Given positive integer $n$ and $x_1, x_2, \cdots, x_{n - 1}, x_n \in (0, 1)$ such that for all $i = \overline{1, n}$, we always have that $$\large \sum_{i \ne j}\frac{1}{x_i - x_j} = \frac{1}{1 - x_i} - \frac{1}{x_i}$$. Calculate the value of $\displaystyle \sum_{i = 1}^nx_i$.

We have that
$$\sum_{j \ne 1}\frac{1}{x_1 - x_j} = \frac{1}{1 - x_1} - \frac{1}{x_1}$$
$$\sum_{j \ne 2}\frac{1}{x_2 - x_j} = \frac{1}{1 - x_2} - \frac{1}{x_2}$$
$$\vdots$$
$$\sum_{j \ne \left\lfloor\frac{n}{2}\right\rfloor - 1}\frac{1}{x_{\left\lfloor\frac{n}{2}\right\rfloor - 1} - x_j} = \frac{1}{1 - x_{\left\lfloor\frac{n}{2}\right\rfloor - 1}} - \frac{1}{x_{\left\lfloor\frac{n}{2}\right\rfloor - 1}}$$
$$\sum_{j \ne \left\lfloor\frac{n}{2}\right\rfloor}\frac{1}{x_\left\lfloor\frac{n}{2}\right\rfloor - x_j} = \frac{1}{1 - x_\left\lfloor\frac{n}{2}\right\rfloor} - \frac{1}{x_\left\lfloor\frac{n}{2}\right\rfloor}$$
$$\implies \sum_{j \ne 1}\frac{1}{x_1 - x_j} + \sum_{j \ne 2}\frac{1}{x_2 - x_j} + \cdots + \sum_{j \ne \left\lfloor\frac{n}{2}\right\rfloor - 1}\frac{1}{x_{\left\lfloor\frac{n}{2}\right\rfloor - 1} - x_j} + \sum_{j \ne \left\lfloor\frac{n}{2}\right\rfloor}\frac{1}{x_\left\lfloor\frac{n}{2}\right\rfloor - x_j}$$
$$ = \sum_{i = 1}^\left\lfloor\frac{n}{2}\right\rfloor\dfrac{1}{1 - x_i} - \sum_{i = 1}^\left\lfloor\frac{n}{2}\right\rfloor\dfrac{1}{x_i}$$
Similarly, $$\implies \sum_{j \ne \left\lfloor\frac{n}{2}\right\rfloor + 1}\frac{1}{x_{\left\lfloor\frac{n}{2}\right\rfloor + 1} - x_j} + \sum_{j \ne \left\lfloor\frac{n}{2}\right\rfloor + 2}\frac{1}{x_{\left\lfloor\frac{n}{2}\right\rfloor + 2} - x_j} + \cdots + \sum_{j \ne n - 1}\frac{1}{x_{n - 1} - x_j} + \sum_{j \ne n}\frac{1}{x_n - x_j}$$
$$ = \sum_{i = \left\lfloor\frac{n}{2}\right\rfloor + 1}^n\dfrac{1}{1 - x_i} - \sum_{i = \left\lfloor\frac{n}{2}\right\rfloor + 1}^n\dfrac{1}{x_i}$$
But that's all I got.
 A: Let $P(x) = \prod_{k=1}^n (x-x_k) = x^n - Ax^{n-1} + \cdots$ and by
Vieta's formula, $\displaystyle\;A = \sum_{i=1}^n x_i$
In terms of $P(x)$, the horrible sum on LHS equals to
$$\sum_{j=1,\ne i}^n \frac{1}{x_i-x_j} = \frac12 \frac{P''(x_i)}{P'(x_i)}$$
This implies following rational function and hence its numerator vanishes at $n$ points $x_1,\ldots,x_n$.

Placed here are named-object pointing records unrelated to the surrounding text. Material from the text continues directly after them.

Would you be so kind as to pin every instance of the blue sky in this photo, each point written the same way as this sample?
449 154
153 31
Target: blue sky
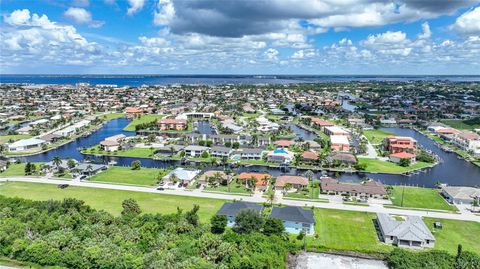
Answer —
240 37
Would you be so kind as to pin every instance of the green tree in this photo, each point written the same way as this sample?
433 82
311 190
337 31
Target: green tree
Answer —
130 208
248 221
218 224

$$\frac12\frac{P''(x)}{P'(x)} - \frac{1}{1-x} + \frac{1}{x} = 
\frac{(4x-2)P'(x) + (x^2-x)P''(x)}{2x(x-1)P'(x)}
$$
The numerator is a polynomial of degree at most $n$. So it is a multiple of $P(x)$. Comparing coefficients of $x^n$, we obtain
$$(4x-2)P'(x) + (x^2-x)P''(x) - n(n+3)P(x) = 0$$
Throwing the expansion $P(x) = x^n - Ax^{n-1} + \cdots$ into above expression and extract the coefficient of $x^{n-1}$, we obtain
$$(2n+2)A - (n^2+n) = 0\quad\implies\quad \sum_{i=1}^n x_i = A = \frac{n}{2}$$
Update
For a solution without calculus, multiply both sides by $x_i(1-x_i)$ and sum over $i$. One obtain:
$$\sum_{i,j;j\ne i}\frac{x_i - x_i^2}{x_i - x_j} = \sum_{i=1}^n(2 x_i - 1) = 2A - n$$
Swapping the summation index $i,j$ in LHS and take averages, we obtain
$$\begin{align}
{\rm LHS} = \sum_{i,j;j\ne i}\frac{x_i - x_i^2}{x_i - x_j}
&= \frac12\sum_{i,j;j \ne i}\frac{(x_i - x_i^2) - (x_j - x_j^2)}{x_i - x_j}\\
&= \frac12\sum_{i,j;j \ne i}(1 - x_i - x_j)\\
&= \frac12\left[\sum_{1 \le i,j \le n}(1 - x_i - x_j) - \sum_{i=1}^n (1 - 2x_i)\right]\\
&= \frac12\left[(n^2 - 2nA) - (n - 2A)\right]
\end{align}
$$
Combine with RHS $= 2A - n$, we get
$$n^2 - 2nA - n + 2A = 4A - 2n
\iff n(n+1) = 2(n+1) A$$
This leads to $A = \frac{n}{2}$ again.